Monday, November 2, 2015

Taming The Sun Using Lightroom

It was the best of times, it was the worst of times.  (Hmmm, pretty catchy.  Someone ought to use that as the opening line of a book or something.)  Anyway, I was out shooting with some friends on Saturday.  One of the group had arranged for us to go to a horse farm here in Connecticut.  As far as the day goes (end of October) you couldn't ask for a better day to be outside in the fresh air.  As far as shooting goes, yuck!  Brilliant blue skies with the sun shining down mightily.  The only way (for me) was to shoot for the shadows and bring the hot areas back in post processing.  To find out what else went on, hit the "Read More".

Today's image is an example of using Adobe Photoshop Lightroom (LR) to control brightness.  Typically I shoot 2/3 of a stop to the light side.  I just set the Exposure Value (EV) setting to +.7.  For those nerdy enough to care, that gives me a histogram that almost kisses the right hand edge of the graph.  In LR that means the Whites Slider usually moves less than ten points before showing up as being blown out.  In today's image it was about two points before hitting maximum.  From there I bring the slider down ten to twenty points.  In today's case that meant setting the White Point at minus eight. 

Once the White Point was set it was moving the rest of the control sliders to taste.  That still left several very hot (but not blown out) spots that needed to be addressed.  The cowboy's left shoulder and hand, his hat and the trees in the background had to be treated independently.

The adjustments were all basically the same.  Use the Adjustment Brush to isolate the specific area and reduce the Exposure Slider to match the area being treated.  

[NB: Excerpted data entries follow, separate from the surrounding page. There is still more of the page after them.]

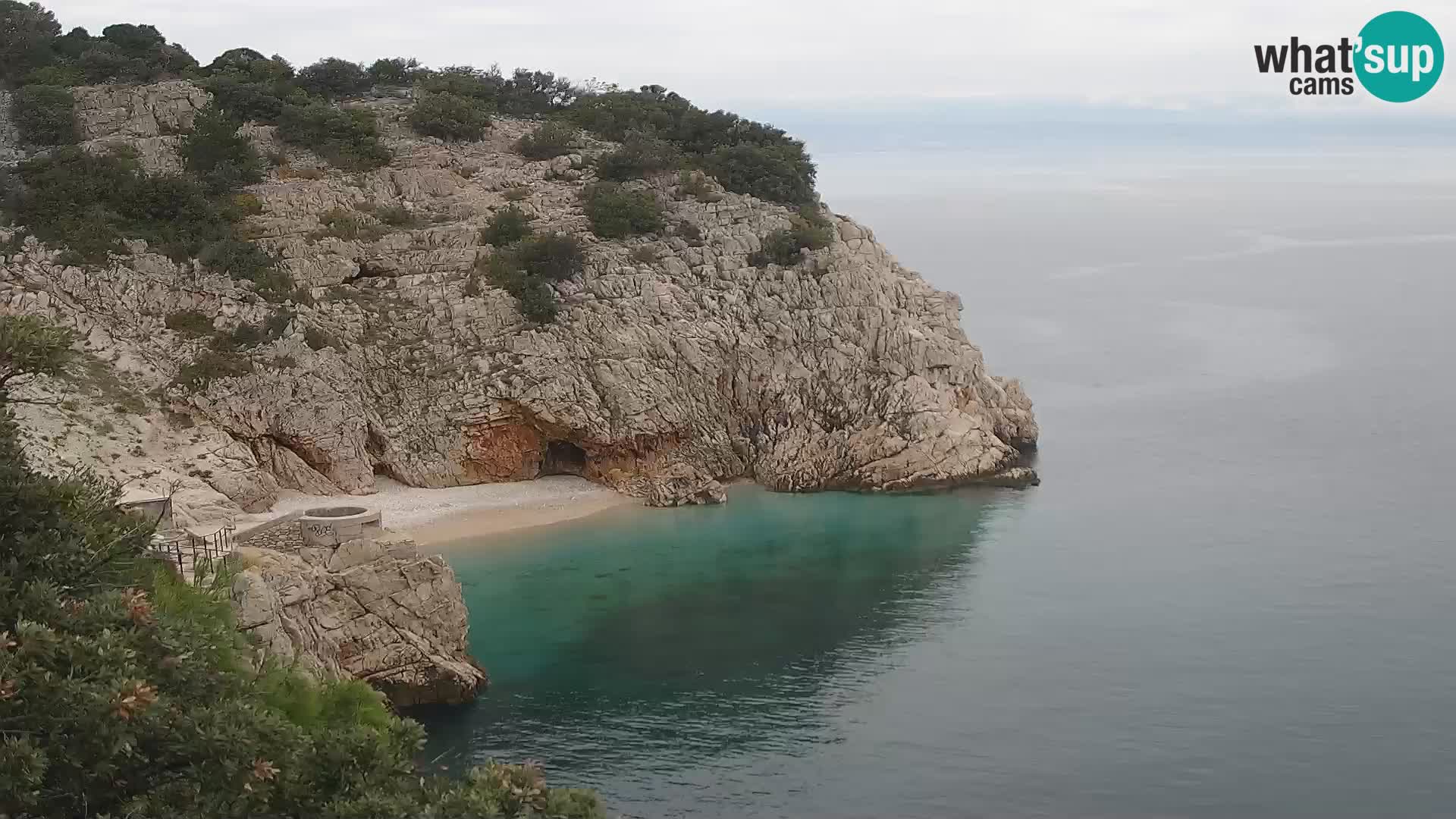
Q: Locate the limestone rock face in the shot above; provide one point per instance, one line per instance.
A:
(147, 118)
(658, 378)
(366, 610)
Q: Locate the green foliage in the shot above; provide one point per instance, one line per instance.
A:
(89, 203)
(347, 139)
(28, 39)
(747, 156)
(617, 213)
(523, 93)
(528, 268)
(277, 324)
(60, 74)
(781, 174)
(554, 257)
(46, 115)
(240, 337)
(128, 692)
(398, 216)
(334, 79)
(535, 297)
(190, 322)
(450, 117)
(808, 231)
(347, 224)
(394, 72)
(246, 98)
(30, 347)
(639, 156)
(218, 155)
(318, 340)
(509, 224)
(133, 55)
(212, 365)
(549, 140)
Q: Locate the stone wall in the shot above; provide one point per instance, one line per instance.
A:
(281, 535)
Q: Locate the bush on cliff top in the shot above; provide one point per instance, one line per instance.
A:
(506, 226)
(218, 155)
(46, 115)
(549, 140)
(88, 205)
(128, 692)
(807, 231)
(450, 117)
(617, 213)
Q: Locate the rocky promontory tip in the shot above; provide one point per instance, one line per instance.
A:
(677, 360)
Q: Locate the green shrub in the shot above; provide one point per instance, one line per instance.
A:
(346, 139)
(394, 72)
(781, 174)
(689, 231)
(46, 115)
(639, 156)
(334, 79)
(190, 322)
(242, 337)
(347, 224)
(536, 297)
(318, 340)
(554, 257)
(128, 692)
(89, 203)
(218, 156)
(617, 212)
(246, 98)
(209, 366)
(28, 42)
(808, 231)
(549, 140)
(747, 156)
(237, 260)
(509, 224)
(450, 117)
(398, 216)
(277, 324)
(523, 93)
(63, 74)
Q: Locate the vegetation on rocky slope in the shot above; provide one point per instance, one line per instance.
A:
(127, 692)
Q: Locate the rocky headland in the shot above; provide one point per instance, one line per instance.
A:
(674, 362)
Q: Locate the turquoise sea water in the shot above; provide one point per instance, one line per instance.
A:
(1231, 596)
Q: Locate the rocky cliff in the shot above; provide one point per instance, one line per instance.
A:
(364, 610)
(673, 365)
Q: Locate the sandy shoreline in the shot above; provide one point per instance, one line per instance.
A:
(437, 516)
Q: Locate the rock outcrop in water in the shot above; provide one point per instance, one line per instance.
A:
(372, 611)
(673, 365)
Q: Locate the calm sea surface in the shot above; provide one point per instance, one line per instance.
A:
(1232, 596)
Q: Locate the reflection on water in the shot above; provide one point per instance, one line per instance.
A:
(667, 639)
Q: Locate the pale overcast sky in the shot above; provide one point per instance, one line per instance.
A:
(813, 53)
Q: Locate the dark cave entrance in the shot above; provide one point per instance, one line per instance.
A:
(564, 458)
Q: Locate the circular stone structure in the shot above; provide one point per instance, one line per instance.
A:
(334, 525)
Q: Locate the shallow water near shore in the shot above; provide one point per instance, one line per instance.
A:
(1231, 596)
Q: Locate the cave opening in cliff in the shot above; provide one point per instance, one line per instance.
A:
(564, 458)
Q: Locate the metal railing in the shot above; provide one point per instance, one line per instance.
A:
(194, 554)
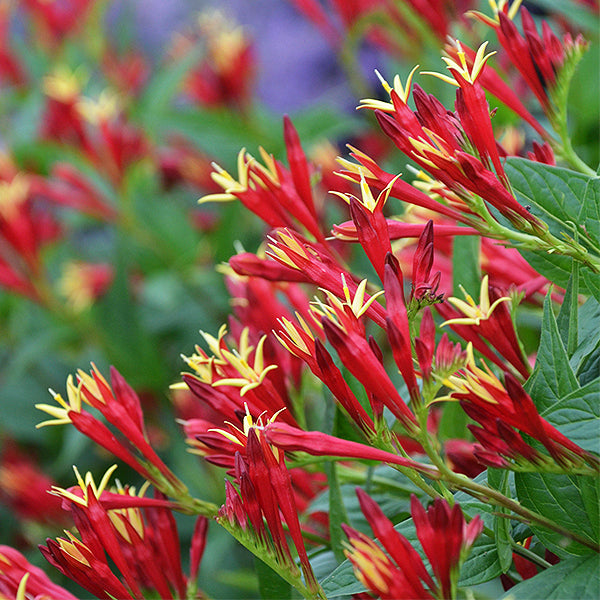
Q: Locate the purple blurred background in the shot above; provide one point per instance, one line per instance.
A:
(296, 65)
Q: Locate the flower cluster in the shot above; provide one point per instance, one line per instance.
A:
(348, 361)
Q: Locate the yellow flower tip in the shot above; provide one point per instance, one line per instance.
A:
(64, 84)
(384, 83)
(344, 197)
(101, 109)
(21, 589)
(12, 195)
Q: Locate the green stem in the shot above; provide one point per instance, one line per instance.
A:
(489, 495)
(529, 555)
(289, 573)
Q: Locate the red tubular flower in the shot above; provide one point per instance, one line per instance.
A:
(441, 143)
(57, 20)
(25, 228)
(444, 536)
(315, 443)
(369, 223)
(461, 458)
(62, 121)
(489, 402)
(377, 178)
(292, 250)
(22, 484)
(225, 377)
(301, 342)
(538, 59)
(356, 354)
(11, 71)
(397, 325)
(281, 197)
(20, 579)
(127, 71)
(225, 75)
(440, 523)
(266, 492)
(138, 534)
(493, 83)
(399, 230)
(121, 407)
(490, 321)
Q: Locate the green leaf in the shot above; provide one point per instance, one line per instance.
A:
(586, 353)
(558, 498)
(566, 200)
(499, 481)
(465, 260)
(163, 87)
(592, 283)
(573, 578)
(552, 377)
(271, 586)
(483, 563)
(567, 316)
(577, 416)
(342, 582)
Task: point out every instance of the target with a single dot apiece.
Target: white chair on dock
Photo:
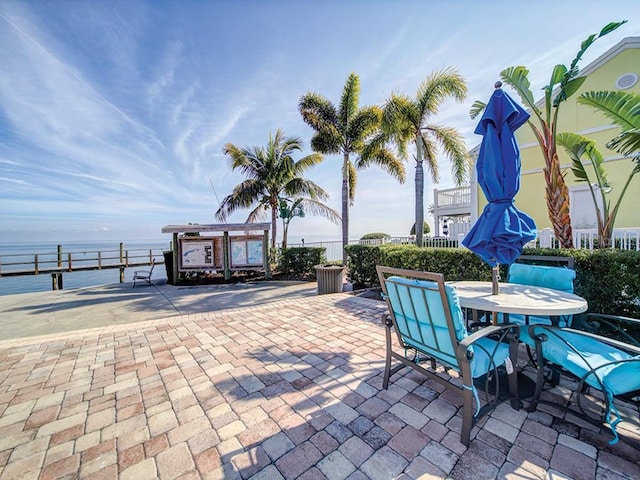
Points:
(144, 275)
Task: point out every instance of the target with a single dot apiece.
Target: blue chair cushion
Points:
(557, 278)
(421, 321)
(617, 370)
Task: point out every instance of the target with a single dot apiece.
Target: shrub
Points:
(375, 236)
(608, 279)
(300, 261)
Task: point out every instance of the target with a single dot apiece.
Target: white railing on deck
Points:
(623, 238)
(453, 197)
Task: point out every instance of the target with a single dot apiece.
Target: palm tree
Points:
(579, 147)
(349, 130)
(623, 108)
(566, 82)
(289, 209)
(271, 174)
(409, 120)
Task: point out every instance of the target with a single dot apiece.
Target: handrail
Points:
(14, 264)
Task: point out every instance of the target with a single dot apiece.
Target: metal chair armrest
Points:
(486, 331)
(632, 349)
(615, 325)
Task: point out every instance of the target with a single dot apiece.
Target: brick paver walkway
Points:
(284, 390)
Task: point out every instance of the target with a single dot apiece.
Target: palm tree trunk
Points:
(419, 190)
(345, 206)
(274, 226)
(558, 201)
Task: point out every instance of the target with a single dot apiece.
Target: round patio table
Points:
(521, 299)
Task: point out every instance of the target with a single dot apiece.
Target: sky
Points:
(113, 114)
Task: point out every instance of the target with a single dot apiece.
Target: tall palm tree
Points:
(290, 209)
(271, 173)
(564, 82)
(349, 130)
(409, 120)
(623, 108)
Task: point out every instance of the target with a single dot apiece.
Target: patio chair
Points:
(623, 329)
(426, 316)
(595, 362)
(144, 275)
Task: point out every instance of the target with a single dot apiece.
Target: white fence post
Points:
(545, 238)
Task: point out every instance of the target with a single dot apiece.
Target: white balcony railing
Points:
(453, 197)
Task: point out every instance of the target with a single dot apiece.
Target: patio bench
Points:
(427, 318)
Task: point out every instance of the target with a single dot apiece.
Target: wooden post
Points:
(56, 281)
(226, 255)
(265, 255)
(176, 252)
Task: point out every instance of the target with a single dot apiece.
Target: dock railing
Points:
(58, 262)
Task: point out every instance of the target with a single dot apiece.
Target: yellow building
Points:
(617, 69)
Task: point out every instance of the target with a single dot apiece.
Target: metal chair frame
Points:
(415, 356)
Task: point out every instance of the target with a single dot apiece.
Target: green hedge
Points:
(608, 279)
(300, 261)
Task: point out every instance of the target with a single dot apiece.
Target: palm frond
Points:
(455, 149)
(622, 108)
(349, 100)
(319, 209)
(317, 111)
(577, 147)
(628, 144)
(518, 79)
(439, 86)
(353, 180)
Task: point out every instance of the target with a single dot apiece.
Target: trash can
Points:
(329, 278)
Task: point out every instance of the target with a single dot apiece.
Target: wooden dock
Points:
(56, 263)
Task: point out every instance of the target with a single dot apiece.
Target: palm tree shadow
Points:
(303, 395)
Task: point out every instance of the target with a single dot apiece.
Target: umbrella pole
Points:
(495, 276)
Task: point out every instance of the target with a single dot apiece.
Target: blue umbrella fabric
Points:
(501, 231)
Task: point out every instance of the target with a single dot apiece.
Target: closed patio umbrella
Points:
(501, 231)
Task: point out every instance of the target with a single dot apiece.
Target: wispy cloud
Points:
(115, 114)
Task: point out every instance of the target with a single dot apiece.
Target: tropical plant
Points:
(289, 209)
(623, 108)
(564, 82)
(349, 130)
(271, 174)
(581, 149)
(409, 120)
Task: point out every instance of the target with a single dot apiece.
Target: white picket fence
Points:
(623, 239)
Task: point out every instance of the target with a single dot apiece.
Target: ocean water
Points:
(25, 252)
(47, 253)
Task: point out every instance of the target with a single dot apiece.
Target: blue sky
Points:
(113, 114)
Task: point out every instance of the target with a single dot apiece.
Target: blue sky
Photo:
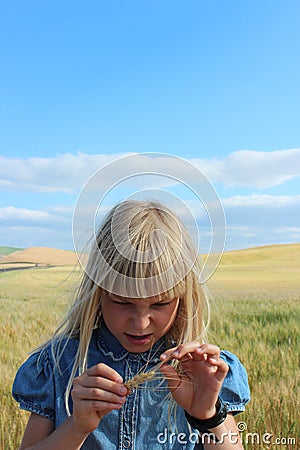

The left shoulder to match the rest of his shirt.  His left hand to become an area of bright skin.  Same tone, just looking like it's out in the sunlight.  His hat, toned down to the color of the hat.  

In each case the Adjustment Brush was made as oversize compared to the area being worked on.  Not completely covering the area, but large enough so the outer circle of the brush didn't fit totally in the area.  The feathering of the brush was larger than normal so the flow of the modification didn't end suddenly.

The trees were taken care of using the Radial Filter.  The addition of the Brush attribute to the Radial Filter (and Gradient Filter) is a great boon in placing the effect you're using and controlling the edges.  In today's image, the Radial Filter brought down the heat of the trees and the Brush (in the erase mode) removed any sign for what was going on behind the cowboy.

Shooting in harsh shadows is always a pain in the butt, but it can be handled effectively in LR.